Coles felt what many of us experience when we doubt our worth in the wake of a setback. For months, Coles bought into this perception: “I would think, ‘If I don’t get another television series, am I still valid? Am I still me?’”
What Coles learned during that time is it’s easy to love yourself when things are good and dreams are fulfilled. But when life lets you down or goals aren’t quite met, self-love can sometimes give way to self-loathing. Coles says she realized she held lots of love for the “future” Kim Coles, who she imagined landing her next big break. But her love was lacking for out-of-work “current” Kim Coles. Then she had an epiphany. Rather than wait for the next TV show to define her worth, she would practice self-love whether she worked in television again or not.
There is a difference between accepting yourself during your current situation and resigning yourself to things staying the same. Francine Ward, a California-based self-esteem coach and copyright trademark attorney says you can love yourself as is while still wanting to be better. Ward adds, “If you don’t accept yourself now, you won’t accept yourself later.”
And Coles did just that. The 48-year-old looked inward at what she already possessed to help redesign her life. “I thought, ‘I still have gifts,’” she says, a sentiment proving to be a major turning point in her life. Today, Coles combines her comedy with motivation, talking to crowds about how they too can celebrate their true potential (kimcoles.tv). Her message, G.I.F.T.S., is an acronym for her journey toward self-acceptance and can help others progress on their own path toward cultivating self-love:
G Gratitude. Appreciating what’s going right in your life is one of the best ways to take the focus off what may be wrong. This involves acknowledging those unique skills and talents that give us an advantage. “As far back as high school, I decided I wanted to be the funny girl,’” she recalls. By reminding herself of her ability to excel in comedy and public speaking, and recognizing not everyone shared her talents, “I began to view myself as a commodity,” she adds.
I Intention. Once you remember your gifts, come up with ways to use them immediately. Coles had no control over someone hiring her, so she took control. “I thought, ‘I could do a one-woman show or standup,’” says Coles, who discovered she had more options and power than previously thought.
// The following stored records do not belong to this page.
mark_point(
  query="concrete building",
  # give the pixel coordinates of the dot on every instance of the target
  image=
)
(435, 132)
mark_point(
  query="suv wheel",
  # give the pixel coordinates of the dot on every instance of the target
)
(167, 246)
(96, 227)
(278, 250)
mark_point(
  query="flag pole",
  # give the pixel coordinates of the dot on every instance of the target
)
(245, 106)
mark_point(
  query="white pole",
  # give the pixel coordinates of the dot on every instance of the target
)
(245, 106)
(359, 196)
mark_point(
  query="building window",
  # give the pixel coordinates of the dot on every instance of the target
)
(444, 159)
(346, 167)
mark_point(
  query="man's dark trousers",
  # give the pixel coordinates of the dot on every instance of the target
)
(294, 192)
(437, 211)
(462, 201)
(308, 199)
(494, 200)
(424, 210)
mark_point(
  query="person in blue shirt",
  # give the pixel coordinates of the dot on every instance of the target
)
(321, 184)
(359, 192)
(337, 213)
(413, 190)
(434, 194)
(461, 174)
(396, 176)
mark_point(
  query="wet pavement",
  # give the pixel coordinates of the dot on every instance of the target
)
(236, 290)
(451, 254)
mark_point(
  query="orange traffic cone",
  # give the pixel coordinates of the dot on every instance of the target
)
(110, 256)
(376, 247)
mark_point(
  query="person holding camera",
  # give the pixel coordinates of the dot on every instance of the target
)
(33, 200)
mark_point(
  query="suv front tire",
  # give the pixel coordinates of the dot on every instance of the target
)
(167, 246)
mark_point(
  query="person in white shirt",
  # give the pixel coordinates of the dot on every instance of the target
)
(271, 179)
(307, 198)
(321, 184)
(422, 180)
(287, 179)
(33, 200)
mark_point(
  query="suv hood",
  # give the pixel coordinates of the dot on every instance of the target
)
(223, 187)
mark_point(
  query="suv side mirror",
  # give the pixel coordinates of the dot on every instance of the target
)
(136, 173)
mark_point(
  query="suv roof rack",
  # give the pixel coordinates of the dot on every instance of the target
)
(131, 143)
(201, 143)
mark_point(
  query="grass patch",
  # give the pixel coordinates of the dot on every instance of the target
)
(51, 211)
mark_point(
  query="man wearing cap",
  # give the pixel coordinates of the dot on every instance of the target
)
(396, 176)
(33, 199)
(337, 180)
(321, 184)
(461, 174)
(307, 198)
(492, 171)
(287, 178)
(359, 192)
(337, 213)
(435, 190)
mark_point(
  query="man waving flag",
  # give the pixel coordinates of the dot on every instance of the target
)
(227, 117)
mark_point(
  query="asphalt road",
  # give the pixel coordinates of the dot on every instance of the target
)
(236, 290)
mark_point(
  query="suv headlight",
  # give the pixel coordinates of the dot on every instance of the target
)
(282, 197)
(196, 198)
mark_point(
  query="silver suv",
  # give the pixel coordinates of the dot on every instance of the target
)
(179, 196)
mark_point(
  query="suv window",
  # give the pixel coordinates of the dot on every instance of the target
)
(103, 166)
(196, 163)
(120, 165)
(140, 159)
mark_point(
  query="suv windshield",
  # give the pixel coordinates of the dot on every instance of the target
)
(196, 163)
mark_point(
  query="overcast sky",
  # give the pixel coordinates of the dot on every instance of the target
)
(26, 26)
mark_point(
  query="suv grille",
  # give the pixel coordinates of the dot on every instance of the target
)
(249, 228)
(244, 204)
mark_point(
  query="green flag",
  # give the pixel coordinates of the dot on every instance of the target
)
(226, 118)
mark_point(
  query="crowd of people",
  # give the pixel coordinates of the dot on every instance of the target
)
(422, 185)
And someone, somewhere will rely on your distinct abilities and skills. “When people need you, you think, ‘I’m worthwhile just as I am with a unique contribution to make,’” says Pamela Everett Thompson, a psychologist and life coach based in Atlanta. Whether it’s identifying new career options like Coles or volunteering, know where and how you can positively affect others.
F Forgiveness. You have to forgive yourself for not recognizing your gifts earlier as well as forgive others who consciously or inadvertently overlook your value. Also, acknowledge your shortcomings. It’s OK to admit there’s something you want to change. Pretending everything is great can do more harm than good, says Thompson. She adds, “You use so much energy when you try to hide problems from yourself.”
T Triumphs. Recognize there will be triumphs. In 1993, Coles won the role she affectionately calls “the sparkling jewel of my career”—Synclaire James on the sitcom Living Single. When you celebrate the triumphs, remember that just as failures and setbacks don’t define you, successes should not define you. And of course, no one will feel good all the time, notes Ward.
S Self-Love. Once you discover your gifts, find a way to display them, forgive yourself and others for not appreciating them, and detach from your failures and successes, Cole says, you will attain self-love. But when we believe we don’t deserve happiness until we’ve achieved our goals, we’re practicing self-loathing, says Ward. The concept of self-love is about recognizing your value at all times. It’s being OK with yourself before, during, and after you set out on your journey.